Download Fred Herzog PDF Online Free

Author :
Publisher : Douglas & McIntyre
ISBN 13 : 1553655583
Total Pages : 205 pages
Book Rating : 4.5/5 (536 download)

DOWNLOAD NOW!


Book Synopsis Fred Herzog by : Fred Herzog

Download or read book Fred Herzog written by Fred Herzog and published by Douglas & McIntyre. This book was released on 2011 with total page 205 pages. Available in PDF, EPUB and Kindle. Book excerpt: Fred Herzog's bold use of colour in the 1950s and 60s set him apart at a time when the only art photography taken seriously was in black and white. His early use of color make him a forerunner of "New Colour" photographers such as Stephen Shore and William Eggleston, who received widespread acclaim in the 1970s. Herzog images were all taken on Kodachrome, a slide film with a sharpness and tonal range that, until recently, could not be reproduced in prints, and his choice of medium limited his exhibition opportunities. However, recent advances in digital technology have made high-quality prints of his work possible, and in the past few years his substantial and influential body of work has been available to a wider audience. Fred Herzog: Photographs showcases this innovative artist's impressive oeuvre in a beautifully crafted volume of early color and urban street photography. Providing authoritative texts are four titans of the art community: Jeff Wall anchors Herzog's place in the history of photography, Claudia Gochmann sets his work in an international context and Sarah Milroy and Douglas Coupland provide additional commentary.
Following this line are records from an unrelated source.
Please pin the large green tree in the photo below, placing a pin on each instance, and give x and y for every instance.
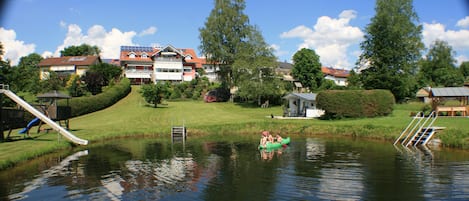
(225, 30)
(438, 67)
(391, 49)
(254, 70)
(81, 50)
(307, 69)
(5, 68)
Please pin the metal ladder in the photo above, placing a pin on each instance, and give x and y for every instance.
(420, 132)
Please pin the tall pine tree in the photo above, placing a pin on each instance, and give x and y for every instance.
(438, 68)
(221, 38)
(391, 49)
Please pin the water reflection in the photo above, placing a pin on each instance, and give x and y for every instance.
(308, 169)
(61, 169)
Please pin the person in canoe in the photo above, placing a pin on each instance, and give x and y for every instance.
(278, 138)
(263, 141)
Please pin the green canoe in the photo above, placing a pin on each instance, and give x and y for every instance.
(275, 144)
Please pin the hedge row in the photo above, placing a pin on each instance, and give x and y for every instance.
(89, 104)
(355, 103)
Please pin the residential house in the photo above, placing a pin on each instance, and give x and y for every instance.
(339, 76)
(423, 95)
(301, 105)
(144, 65)
(67, 65)
(137, 64)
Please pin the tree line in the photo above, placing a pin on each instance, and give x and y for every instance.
(391, 55)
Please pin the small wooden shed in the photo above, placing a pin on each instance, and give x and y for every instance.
(441, 95)
(51, 108)
(301, 105)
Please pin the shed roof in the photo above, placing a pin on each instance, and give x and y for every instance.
(54, 94)
(450, 92)
(305, 96)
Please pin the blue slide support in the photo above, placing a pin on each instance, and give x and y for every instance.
(30, 124)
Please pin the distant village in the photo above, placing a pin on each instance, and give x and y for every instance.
(143, 65)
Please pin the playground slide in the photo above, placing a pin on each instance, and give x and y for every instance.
(30, 124)
(44, 118)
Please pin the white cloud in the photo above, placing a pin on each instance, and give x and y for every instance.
(63, 24)
(47, 54)
(277, 51)
(108, 42)
(464, 23)
(150, 31)
(330, 38)
(14, 49)
(460, 59)
(436, 31)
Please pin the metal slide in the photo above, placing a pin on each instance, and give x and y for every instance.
(44, 118)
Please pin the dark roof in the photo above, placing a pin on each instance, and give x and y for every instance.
(70, 60)
(335, 72)
(284, 65)
(450, 92)
(53, 94)
(305, 96)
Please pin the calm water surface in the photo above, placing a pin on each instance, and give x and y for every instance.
(308, 169)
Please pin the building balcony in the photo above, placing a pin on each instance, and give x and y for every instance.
(138, 73)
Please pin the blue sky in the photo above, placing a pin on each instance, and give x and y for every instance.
(333, 28)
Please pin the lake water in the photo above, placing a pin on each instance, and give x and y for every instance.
(308, 169)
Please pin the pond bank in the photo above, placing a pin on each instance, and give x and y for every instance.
(132, 117)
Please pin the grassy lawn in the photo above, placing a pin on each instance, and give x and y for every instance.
(133, 117)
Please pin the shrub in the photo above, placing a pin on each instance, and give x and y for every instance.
(355, 103)
(85, 105)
Art Et Architecture Au Canada

Download Art Et Architecture Au Canada PDF Online Free

Author :
Publisher : University of Toronto Press
ISBN 13 : 9780802058560
Total Pages : 1646 pages
Book Rating : 4.0/5 (585 download)

DOWNLOAD NOW!


Book Synopsis Art Et Architecture Au Canada by : Loren Ruth Lerner

Download or read book Art Et Architecture Au Canada written by Loren Ruth Lerner and published by University of Toronto Press. This book was released on 1991-01-01 with total page 1646 pages. Available in PDF, EPUB and Kindle. Book excerpt: Identifies and summarizes thousands of books, article, exhibition catalogues, government publications, and theses published in many countries and in several languages from the early nineteenth century to 1981.

Dance of the Sexes

Download Dance of the Sexes PDF Online Free

Author :
Publisher : University of Alberta
ISBN 13 : 9780888642080
Total Pages : 252 pages
Book Rating : 4.6/5 (42 download)

DOWNLOAD NOW!


Book Synopsis Dance of the Sexes by : Beverly Rasporich

Download or read book Dance of the Sexes written by Beverly Rasporich and published by University of Alberta. This book was released on 1990 with total page 252 pages. Available in PDF, EPUB and Kindle. Book excerpt: "The sexual revolution and its unsettling redefinitions have led to a new sensitivity to the impact of gender on the artistic imagination. In particular, women writers have entered an exciting new era in which their gender-related fictional strategies are being uncovered and understood. Dance of the Sexes investigates the ways in which the fiction of Canadian author Alice Munro is shaped by her sex."--Page 4 of cover.

Sleeping Murder

Download Sleeping Murder PDF Online Free

Author :
Publisher : Harper Collins
ISBN 13 : 0062073729
Total Pages : 266 pages
Book Rating : 4.0/5 (62 download)

DOWNLOAD NOW!


Book Synopsis Sleeping Murder by : Agatha Christie

Download or read book Sleeping Murder written by Agatha Christie and published by Harper Collins. This book was released on 2011-04-12 with total page 266 pages. Available in PDF, EPUB and Kindle. Book excerpt: Soon after Gwenda moved into her new home, odd things started to happen. Despite her best efforts to modernize the house, she only succeeded in dredging up its past. Worse, she felt an irrational sense of terror every time she climbed the stairs. In fear, Gwenda turned to Miss Marple to exorcise her ghosts. Between them, they were to solve a “perfect” crime committed many years before.